Artinya, asumsi data yang tidak normal dapat dibayar dengan jumlah sampel yang besar.
Para ahli menyepakati konsensus bahwa bahwa ukuran sampel minimum tergantung pada banyak
hal, misalnya teknik estimasi. Jika peneliti menggunakan teknik estimasi Asymptotically Distribution
Free (ADF), sampel yang digunakan minimal 1000 (Hoogland dan Boomsma, 1998), bahkan ada
yang mengatakan minimal 2000 (Boomsma dan Hoogland, 2001). Estimasi maximum likelihood
(ML) juga membutuhkan ukuran sampel yang cukup, terutama bila data dipakai adalah non‐normal.

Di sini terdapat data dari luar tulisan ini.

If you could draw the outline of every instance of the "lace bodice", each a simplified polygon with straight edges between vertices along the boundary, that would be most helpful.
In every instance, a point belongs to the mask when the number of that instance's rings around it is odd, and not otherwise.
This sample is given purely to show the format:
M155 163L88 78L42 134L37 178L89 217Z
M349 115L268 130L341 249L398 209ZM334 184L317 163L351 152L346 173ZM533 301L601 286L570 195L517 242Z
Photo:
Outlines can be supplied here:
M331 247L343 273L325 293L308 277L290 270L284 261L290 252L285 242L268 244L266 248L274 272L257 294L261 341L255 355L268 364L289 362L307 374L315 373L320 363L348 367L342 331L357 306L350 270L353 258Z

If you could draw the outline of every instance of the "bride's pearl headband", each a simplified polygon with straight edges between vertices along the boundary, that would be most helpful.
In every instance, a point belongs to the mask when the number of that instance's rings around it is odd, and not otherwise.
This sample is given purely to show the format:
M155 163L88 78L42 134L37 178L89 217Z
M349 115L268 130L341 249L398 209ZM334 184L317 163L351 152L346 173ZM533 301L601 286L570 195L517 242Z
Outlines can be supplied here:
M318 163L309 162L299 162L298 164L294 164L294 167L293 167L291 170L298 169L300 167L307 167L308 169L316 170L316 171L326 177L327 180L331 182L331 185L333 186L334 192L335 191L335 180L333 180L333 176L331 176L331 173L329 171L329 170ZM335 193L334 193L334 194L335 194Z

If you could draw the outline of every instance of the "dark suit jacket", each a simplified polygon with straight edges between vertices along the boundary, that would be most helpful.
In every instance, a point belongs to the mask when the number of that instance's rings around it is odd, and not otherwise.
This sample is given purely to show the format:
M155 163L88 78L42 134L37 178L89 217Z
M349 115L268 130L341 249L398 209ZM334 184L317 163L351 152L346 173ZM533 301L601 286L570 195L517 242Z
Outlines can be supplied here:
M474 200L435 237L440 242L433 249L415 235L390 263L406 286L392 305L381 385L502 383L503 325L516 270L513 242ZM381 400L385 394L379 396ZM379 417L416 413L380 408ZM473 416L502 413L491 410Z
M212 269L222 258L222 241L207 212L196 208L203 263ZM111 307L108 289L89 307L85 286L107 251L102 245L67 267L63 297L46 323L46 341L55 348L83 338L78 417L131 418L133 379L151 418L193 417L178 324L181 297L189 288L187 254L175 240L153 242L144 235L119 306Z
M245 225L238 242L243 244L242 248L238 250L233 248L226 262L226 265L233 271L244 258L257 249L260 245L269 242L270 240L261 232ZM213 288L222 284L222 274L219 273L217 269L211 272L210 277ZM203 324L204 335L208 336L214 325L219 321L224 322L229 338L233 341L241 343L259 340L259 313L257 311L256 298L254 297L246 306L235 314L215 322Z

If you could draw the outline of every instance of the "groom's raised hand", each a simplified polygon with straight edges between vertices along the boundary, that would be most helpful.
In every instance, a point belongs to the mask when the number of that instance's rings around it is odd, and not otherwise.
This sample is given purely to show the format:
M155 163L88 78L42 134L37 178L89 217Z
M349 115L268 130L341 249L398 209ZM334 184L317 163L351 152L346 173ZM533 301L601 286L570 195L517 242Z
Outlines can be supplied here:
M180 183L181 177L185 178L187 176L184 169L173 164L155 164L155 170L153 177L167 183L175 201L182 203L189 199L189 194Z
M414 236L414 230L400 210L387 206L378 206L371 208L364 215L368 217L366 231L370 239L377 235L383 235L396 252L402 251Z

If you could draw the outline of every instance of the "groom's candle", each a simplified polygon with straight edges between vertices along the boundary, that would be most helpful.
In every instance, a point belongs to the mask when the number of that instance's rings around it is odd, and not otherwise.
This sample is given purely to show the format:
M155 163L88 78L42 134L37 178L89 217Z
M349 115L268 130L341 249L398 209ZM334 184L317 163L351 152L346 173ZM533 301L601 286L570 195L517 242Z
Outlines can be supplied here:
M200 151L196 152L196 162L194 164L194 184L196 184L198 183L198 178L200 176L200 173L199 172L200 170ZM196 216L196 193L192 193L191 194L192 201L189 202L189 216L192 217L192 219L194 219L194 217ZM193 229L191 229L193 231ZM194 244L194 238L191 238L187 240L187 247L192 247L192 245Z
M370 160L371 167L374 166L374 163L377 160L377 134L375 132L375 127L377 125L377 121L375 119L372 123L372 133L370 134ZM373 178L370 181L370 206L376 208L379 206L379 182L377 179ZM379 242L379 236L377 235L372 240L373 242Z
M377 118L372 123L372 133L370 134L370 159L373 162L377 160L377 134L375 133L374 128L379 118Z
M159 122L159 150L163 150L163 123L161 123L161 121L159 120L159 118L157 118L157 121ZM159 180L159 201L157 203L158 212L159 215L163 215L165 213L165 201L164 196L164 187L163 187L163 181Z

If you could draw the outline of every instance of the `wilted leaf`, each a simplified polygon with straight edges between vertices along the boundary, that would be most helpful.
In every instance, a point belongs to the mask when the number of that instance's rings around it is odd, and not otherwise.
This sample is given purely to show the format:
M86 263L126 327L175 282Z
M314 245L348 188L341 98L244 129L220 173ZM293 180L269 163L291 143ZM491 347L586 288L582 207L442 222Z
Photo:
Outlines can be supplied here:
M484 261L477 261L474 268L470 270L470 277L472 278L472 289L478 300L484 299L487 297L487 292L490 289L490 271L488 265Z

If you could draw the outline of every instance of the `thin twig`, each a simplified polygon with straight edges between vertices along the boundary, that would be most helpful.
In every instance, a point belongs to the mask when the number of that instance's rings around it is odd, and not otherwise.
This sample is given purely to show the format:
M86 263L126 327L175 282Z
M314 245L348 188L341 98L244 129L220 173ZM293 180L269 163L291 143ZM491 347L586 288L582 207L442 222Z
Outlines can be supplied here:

Berdasarkan studi Monte Carlo yang dilakukan oleh peneliti terhadap berbagai metode estimasi
disimpulkan bahwa : (1) Ukuran sampel minimum yang diperlukan untuk mengurangi bias pada
semua jenis estimasi SEM adalah 200 (Loehlin, 1998). (2) Ukuran sampel untuk estimasi ML harus
minimal 15xjumlah variabel yang diamati (Stevens, 1996). (3) Ukuran sampel untuk estimasi ML
harus setidaknya 5x jumlah parameter bebas dalam model, termasuk eror (Bentler & Chou, 1987).
(4) Data yang memiliki nilai kurtosis tinggi, ukuran sampel minimum harus 10 kali jumlah parameter
bebas (Hoogland dan Boomsma, 1998). Bootstrap merupakan alternatif untuk estimasi ML dengan
sampel kecil.
McCall (1982) memperkenalkan sebuah rumus umum yang dapat digunakan untuk menentukan
ukuran sampel ketika memperkirakan ukuran sampel yaitu n = (Zσ / e)^2. n adalah ukuran sampel
yang dibutuhkan untuk tingkat presisi yang diinginkan, e adalah ukuran efek, Z adalah tingkat
kepercayaan, dan σ deviasi standar suatu populasi (dapat diperkirakan dari studi penelitian
sebelumnya, uji norma‐norma, atau rentang skor dibagi dengan 6). Misalnya, diberi sampel acak
dari skor ACT dari populasi didefinisikan dengan deviasi standar 100, tingkat kepercayaan yang
diinginkan dari 1,96 (taraf signifikansi 0,05), dan pengaruh ukuran sebesar 20. Berdasarkan
informasi di atas maka ukuran sampel yang dibutuhkan adalah [100 (1,96) / 20)] 2 = 96.
1
REFERENSI
Hoogland, J.J., Boomsma, A., 1998. Robustness studies in covariance structure modeling: an
overview and a metaanalysis. Sociological Methods and Research 26, 329–333.
Boomsma, A., Hoogland, J.J., 2001. The robustness of LISREL modeling revisited. In: Cudeck, R., du
Toit, S.,Sorbom, D. (Eds.), Structural Equation Modeling: Present and Future. Scientific Software
International, Chicago, pp. 139–168.
Loehlin, J.C., 1998. Latent Variable Models: An Introduction to Factor, Path, and Structural Analysis.
Lawrence Erlbaum Associates, Mahwah, NJ.
Bentler, P.M., Chou, C.P., 1987. Practical issues in structural modeling. Sociological Methods and
Research 16, 78– 117.
Tanaka, J. S. (1987). “How Big Is Big Enough?”: Sample Size and Goodness of Fit in Structural
Equation Models with Latent Variables. Child Development, 58(1), 134‐146.